でも…また一段と痩せて、骨と皮だけになってしまった背中を洗いながら、

「あと何回、お風呂に入れてあげられるんだろう」って、ふと思って。

だからこそ、一回一回を、大切にしたい。


在宅介護を経験して思うこと 〜静かな現実と、これからの願い〜

夫の両親を在宅で介護していた数年間、私の暮らしは一変しました。

休みのない毎日。

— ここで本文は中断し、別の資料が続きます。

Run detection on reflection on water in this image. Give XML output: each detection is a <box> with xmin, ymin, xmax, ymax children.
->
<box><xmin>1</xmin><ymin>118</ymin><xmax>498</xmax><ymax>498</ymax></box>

昼夜問わず、24時間体制での見守りとお世話。

誰かの命を預かることの重さを、静かに、確かに、受け止め続ける日々でした。

介護サービスは少しずつ増えてきたものの、

社会全体の“理解”は、まだまだ追いついていないように感じます。

介護の大変さは、想像を超えるものがあります。

とくに在宅での介護は、環境も体制も整っていないなかで、

まるで孤島のような場所から、大人ひとりの命と心に寄り添わなければなりません。

小さな子どもと違って、大人の介護は身体的な負担が大きく、

同時に、尊厳を守るという繊細なケアも求められます。

介護をしている側がどんな思いで向き合っているか、

それが見えにくいからこそ、理解されず、孤独を感じる場面も多いのです。

私自身、介護のために企業勤めを辞めました。

在宅ワークという道を模索しながら、なんとか「外」とつながっていたかったからです。

けれど、それでも生まれたブランクは、いまだに私の中で埋まらないまま残っています。

「なぜ、社会はもっと理解してくれないんだろう」

そんな想いを、何度も何度も抱きました。

だからこそ、今、声を大にして伝えたいことがあります。

「仕事は、できる限り辞めないでほしい」

介護をしながら働くことは、たしかに大変です。

でも、外の世界とつながっていることが、心のバランスを支えてくれます。

人と話すこと、自分の役割があること、

そうした“日常のあたりまえ”が、介護する側の心を守ってくれるのです。

介護の現実を、もっと社会全体が理解し合えたなら——

それだけで、どれほど多くの人の重荷が軽くなるでしょう。

家族を思う気持ちと、自分の人生を大切にすること。

そのどちらもあっていい。

そのどちらも、守られてほしい。

私はそう、心から願っています。